E' una società liquida la nostra, senza punti fermi, valori. Senza radici che affondano nella sapienza di secoli e secoli, con lo sguardo immobile sul presente. E' una società in cui il passato sbiadisce, il futuro è un monito inascoltato, il presente appare sempiterno e imperturbabile. E' un mondo diluito dalla stupidità, un filtro a maglie strette che esclude qualsiasi pensiero solido mentre si corre ad occhi chiusi su un ripido pendio che conduce inevitabilmente ad un profondo baratro.

E' la stupidità imperante che cancella l'attrito, è essa che pigia il pedale dell'acceleratore. E' una società senza freni, i cui occhi sono annebbiati dal desiderio di denaro, potere, bellezza.
E' una società che rinnega i concetti per l'incapacità di penetrare nel profondo del pensiero. Solo il concreto, l'aspetto, iniziano a contare mentre lo sguardo dell'umanità si ferma sulla superficie.
L'uomo di superficie, che non è l'uomo superficiale, ha paura del dubbio, teme di penetrare negli abissi dell'animo umano.
E anche se lo si nega, siamo anche in piccola parte schiavi del modello di bellezza imperate, nonostante i nostri sforzi siamo costretti a soggiacere ad una realtà in cui la bellezza è Dio, la cura dell'aspetto religione.
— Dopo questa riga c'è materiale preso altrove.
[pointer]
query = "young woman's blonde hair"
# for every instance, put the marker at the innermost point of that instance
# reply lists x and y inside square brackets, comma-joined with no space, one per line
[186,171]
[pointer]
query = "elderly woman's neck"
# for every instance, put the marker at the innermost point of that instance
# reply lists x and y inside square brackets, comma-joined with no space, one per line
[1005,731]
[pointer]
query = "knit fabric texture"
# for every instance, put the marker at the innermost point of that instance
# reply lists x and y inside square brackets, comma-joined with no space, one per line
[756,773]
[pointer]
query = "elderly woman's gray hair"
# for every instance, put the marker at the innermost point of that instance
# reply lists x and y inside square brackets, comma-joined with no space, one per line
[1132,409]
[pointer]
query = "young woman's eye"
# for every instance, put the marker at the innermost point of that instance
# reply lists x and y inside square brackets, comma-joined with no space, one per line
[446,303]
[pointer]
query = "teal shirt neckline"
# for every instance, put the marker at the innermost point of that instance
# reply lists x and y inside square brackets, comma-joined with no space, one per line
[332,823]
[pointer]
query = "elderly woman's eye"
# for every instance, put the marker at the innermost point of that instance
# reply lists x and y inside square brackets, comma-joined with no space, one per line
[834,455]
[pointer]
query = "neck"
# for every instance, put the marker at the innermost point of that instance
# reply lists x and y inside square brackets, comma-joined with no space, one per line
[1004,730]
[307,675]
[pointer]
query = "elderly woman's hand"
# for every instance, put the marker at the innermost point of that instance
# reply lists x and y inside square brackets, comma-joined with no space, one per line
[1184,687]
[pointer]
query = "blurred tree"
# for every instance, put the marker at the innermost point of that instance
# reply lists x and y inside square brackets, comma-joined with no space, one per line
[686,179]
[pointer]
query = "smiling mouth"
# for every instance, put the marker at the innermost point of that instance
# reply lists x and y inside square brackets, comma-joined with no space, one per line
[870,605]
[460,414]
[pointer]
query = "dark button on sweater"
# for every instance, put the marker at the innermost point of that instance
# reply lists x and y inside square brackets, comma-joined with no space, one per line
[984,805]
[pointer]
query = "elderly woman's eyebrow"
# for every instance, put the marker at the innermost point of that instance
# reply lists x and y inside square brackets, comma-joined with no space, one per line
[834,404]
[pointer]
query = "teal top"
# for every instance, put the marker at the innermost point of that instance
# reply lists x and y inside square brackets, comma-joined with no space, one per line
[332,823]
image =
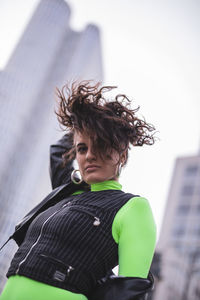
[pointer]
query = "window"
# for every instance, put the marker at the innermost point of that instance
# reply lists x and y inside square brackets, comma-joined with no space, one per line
[187,190]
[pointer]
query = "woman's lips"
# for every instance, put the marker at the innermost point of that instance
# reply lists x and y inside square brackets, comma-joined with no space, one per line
[91,168]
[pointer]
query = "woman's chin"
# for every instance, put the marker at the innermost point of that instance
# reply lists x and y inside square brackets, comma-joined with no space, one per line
[94,179]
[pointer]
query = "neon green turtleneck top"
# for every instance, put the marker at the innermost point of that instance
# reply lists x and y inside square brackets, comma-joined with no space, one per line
[134,231]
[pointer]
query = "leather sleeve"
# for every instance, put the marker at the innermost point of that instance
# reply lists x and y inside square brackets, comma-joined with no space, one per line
[126,288]
[58,174]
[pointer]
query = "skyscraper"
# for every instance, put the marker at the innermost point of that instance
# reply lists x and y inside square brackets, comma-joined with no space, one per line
[48,55]
[179,241]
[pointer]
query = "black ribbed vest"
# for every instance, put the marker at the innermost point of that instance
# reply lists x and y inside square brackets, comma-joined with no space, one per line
[70,245]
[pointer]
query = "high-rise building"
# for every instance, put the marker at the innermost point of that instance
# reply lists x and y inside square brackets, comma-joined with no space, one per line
[48,55]
[179,241]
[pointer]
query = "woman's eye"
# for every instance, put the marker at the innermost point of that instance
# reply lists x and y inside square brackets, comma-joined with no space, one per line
[82,149]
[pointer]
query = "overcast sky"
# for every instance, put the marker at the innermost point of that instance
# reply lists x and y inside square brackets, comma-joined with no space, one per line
[151,52]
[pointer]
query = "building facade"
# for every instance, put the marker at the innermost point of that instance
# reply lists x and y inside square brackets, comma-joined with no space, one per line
[48,55]
[179,242]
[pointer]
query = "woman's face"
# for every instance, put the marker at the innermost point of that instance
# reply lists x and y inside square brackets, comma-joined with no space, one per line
[92,168]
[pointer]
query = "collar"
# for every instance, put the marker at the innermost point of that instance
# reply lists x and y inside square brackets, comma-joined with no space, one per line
[102,186]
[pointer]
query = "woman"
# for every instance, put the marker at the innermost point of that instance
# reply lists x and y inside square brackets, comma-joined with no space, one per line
[69,243]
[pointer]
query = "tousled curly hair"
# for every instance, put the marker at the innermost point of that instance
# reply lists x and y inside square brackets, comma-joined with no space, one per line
[111,124]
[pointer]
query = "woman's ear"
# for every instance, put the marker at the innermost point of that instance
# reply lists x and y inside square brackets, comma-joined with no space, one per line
[124,157]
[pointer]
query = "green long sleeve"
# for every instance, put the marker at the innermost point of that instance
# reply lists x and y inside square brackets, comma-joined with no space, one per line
[134,230]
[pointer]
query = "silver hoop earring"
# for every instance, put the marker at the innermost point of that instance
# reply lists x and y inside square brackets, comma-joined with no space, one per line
[74,179]
[119,170]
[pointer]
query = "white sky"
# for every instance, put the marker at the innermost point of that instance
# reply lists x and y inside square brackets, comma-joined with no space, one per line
[151,52]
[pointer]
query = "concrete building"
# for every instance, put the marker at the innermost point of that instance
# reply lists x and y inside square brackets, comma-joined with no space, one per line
[179,241]
[48,55]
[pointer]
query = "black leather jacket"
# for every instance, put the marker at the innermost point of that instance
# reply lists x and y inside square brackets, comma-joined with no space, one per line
[111,286]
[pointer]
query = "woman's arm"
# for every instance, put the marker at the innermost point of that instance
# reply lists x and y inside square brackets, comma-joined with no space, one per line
[134,230]
[60,175]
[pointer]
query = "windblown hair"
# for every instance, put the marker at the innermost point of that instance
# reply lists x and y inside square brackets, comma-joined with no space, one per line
[111,124]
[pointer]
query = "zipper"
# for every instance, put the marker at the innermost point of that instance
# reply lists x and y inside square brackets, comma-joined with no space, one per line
[66,204]
[76,207]
[79,208]
[58,261]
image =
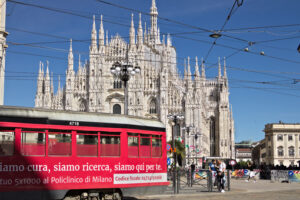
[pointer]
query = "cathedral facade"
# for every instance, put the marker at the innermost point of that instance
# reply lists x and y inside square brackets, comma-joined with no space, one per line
[156,92]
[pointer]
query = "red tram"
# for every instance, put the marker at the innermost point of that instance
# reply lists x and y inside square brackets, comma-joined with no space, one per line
[64,155]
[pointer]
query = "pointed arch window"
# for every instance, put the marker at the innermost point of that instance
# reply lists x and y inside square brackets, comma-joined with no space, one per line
[213,136]
[117,84]
[116,109]
[291,151]
[153,107]
[280,151]
[82,106]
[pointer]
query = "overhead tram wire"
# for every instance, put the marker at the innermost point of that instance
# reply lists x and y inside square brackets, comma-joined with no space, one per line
[87,17]
[266,90]
[269,73]
[236,2]
[62,11]
[68,12]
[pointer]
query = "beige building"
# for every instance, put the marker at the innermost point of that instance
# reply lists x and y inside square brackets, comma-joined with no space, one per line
[281,144]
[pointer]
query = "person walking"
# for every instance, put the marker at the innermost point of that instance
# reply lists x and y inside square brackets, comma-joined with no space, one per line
[221,174]
[251,172]
[213,169]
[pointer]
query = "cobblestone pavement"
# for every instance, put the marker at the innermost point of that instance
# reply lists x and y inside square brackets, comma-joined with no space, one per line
[241,190]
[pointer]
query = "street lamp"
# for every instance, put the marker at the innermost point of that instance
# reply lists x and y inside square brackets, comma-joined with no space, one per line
[188,129]
[176,118]
[124,72]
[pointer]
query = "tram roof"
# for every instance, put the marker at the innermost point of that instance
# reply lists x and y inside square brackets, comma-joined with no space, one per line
[58,115]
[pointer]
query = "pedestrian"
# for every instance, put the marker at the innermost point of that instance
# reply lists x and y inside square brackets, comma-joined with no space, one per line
[193,167]
[252,174]
[221,174]
[213,169]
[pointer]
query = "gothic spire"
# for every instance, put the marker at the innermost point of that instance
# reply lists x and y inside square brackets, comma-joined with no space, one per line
[219,71]
[79,62]
[154,14]
[52,87]
[189,69]
[58,88]
[70,58]
[197,68]
[101,33]
[140,31]
[94,36]
[169,42]
[40,69]
[145,33]
[106,37]
[202,69]
[132,32]
[185,71]
[225,73]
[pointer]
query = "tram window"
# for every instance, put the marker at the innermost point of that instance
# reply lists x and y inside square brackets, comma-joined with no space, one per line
[133,144]
[110,144]
[7,139]
[87,145]
[59,144]
[156,146]
[33,144]
[145,145]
Eppure non credo che il mondo sia questo. Ne vedo i segni, ma so, o almeno spero, che ci sia qualcosa che riscatterà l'uomo, quel brivido di follia che ha aperto le strade all'Homo sapiens sapiens, a quella fragilità che trucchi, tatuaggi e vestiti tentano di nascondere.
Andreoli introduce un tema quanto mai attuale, degno certamente di riflessione.
Un saggio per capire noi stessi, per renderci conto della direzione che stiamo prendendo. C'è uno stupore continuo alle prime pagine, stupore per vedersi così legati alla società, alla civiltà attuale. Siamo dipendenti e per quanto ci sforziamo siamo compromessi. E' uno sforzo immane resistere all'omologazione di massa, e forse non si sarà ricompensati se non dalla libertà del pensiero, dalla dignità intatta. Saremo ricompensati dall'astratto, ma il potere e il denaro e la bellezza ci sfuggiranno dalle mani.
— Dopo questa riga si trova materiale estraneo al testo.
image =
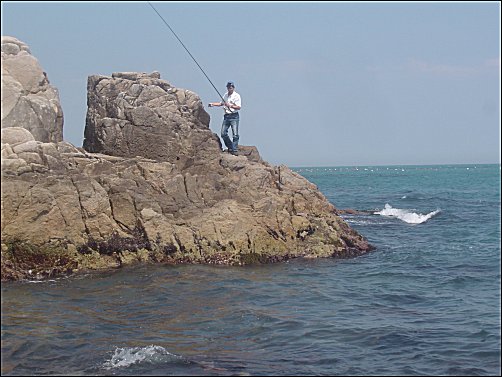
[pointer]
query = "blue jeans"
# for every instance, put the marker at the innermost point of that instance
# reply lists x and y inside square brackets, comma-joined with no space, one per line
[230,120]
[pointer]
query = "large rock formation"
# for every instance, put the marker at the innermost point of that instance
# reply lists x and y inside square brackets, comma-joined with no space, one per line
[152,184]
[27,97]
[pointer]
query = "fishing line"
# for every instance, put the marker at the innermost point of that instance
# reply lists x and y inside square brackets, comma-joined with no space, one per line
[170,28]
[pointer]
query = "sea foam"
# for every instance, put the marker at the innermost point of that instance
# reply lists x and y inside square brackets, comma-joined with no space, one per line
[124,357]
[406,215]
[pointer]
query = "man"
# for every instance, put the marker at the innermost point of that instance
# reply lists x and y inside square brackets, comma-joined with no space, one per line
[231,105]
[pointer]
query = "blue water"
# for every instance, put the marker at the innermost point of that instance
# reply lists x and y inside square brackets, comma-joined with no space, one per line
[425,302]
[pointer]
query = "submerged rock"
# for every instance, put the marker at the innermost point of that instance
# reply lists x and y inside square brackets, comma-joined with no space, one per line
[152,185]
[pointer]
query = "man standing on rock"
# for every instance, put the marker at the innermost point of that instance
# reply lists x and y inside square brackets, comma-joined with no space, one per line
[231,106]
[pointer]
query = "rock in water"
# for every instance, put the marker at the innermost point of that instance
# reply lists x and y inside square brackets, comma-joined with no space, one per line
[152,184]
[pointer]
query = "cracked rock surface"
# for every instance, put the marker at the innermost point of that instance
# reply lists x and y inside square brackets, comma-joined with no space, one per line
[152,185]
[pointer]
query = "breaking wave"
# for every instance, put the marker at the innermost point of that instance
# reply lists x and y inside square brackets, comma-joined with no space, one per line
[406,215]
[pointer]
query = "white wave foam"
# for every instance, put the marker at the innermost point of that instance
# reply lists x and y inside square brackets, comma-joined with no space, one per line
[124,357]
[405,215]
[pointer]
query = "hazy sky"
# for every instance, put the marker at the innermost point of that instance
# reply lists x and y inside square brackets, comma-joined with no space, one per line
[322,84]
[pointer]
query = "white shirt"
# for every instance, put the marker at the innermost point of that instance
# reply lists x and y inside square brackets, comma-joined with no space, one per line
[233,99]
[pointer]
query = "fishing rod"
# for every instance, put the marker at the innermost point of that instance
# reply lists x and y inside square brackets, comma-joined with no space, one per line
[170,28]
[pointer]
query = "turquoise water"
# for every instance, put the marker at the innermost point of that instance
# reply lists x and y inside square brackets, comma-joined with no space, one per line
[425,302]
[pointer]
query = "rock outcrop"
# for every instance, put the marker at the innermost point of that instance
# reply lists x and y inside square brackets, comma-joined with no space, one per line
[27,97]
[152,184]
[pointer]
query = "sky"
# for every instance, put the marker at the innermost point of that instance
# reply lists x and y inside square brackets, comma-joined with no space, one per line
[322,83]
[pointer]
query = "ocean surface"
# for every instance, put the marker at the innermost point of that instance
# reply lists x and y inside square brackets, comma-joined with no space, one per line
[425,302]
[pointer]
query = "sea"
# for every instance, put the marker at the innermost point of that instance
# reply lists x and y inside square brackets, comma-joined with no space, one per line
[426,301]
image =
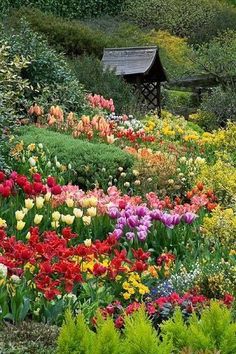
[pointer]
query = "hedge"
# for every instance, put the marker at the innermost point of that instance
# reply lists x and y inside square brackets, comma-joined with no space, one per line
[92,163]
[69,9]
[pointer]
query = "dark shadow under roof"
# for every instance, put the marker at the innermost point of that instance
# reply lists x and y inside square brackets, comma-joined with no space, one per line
[133,60]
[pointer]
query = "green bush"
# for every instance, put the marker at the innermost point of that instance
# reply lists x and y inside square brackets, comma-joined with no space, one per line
[214,331]
[90,73]
[12,97]
[52,80]
[196,20]
[217,107]
[92,163]
[70,9]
E' un tema profondamente interessante, ma Andreoli rincorre per tutto il saggio un punto che mai è approfondito. L'uomo di superficie per lo scrittore è legato quasi esclusivamente alla bellezza, al massimo alla stupidità. Ma questi sono solo segni tangibili di un degrado che Andreoli non indaga, se non "in superficie". E' il suo uno sguardo umano, che però si perde nell'autobiografia (che non sempre è utile per osservare i cambiamenti intercorsi nella società), o in un'analisi anatomica delle varie parti del corpo, abbastanza dettagliata. E' uno stile poeticamente ironico, che ritorna febbrilmente sul testo per renderlo accettabile, ma il punto centrale sfugge tra le mani. Le immagini, per quanto suggestive, crollano e lasciano un vuoto oscuro. Un silenzio che corrode l'intenzione iniziale. C'è un'attenzione smodata pe la bellezza, per l'ambito erotico, che ricorre incessantemente.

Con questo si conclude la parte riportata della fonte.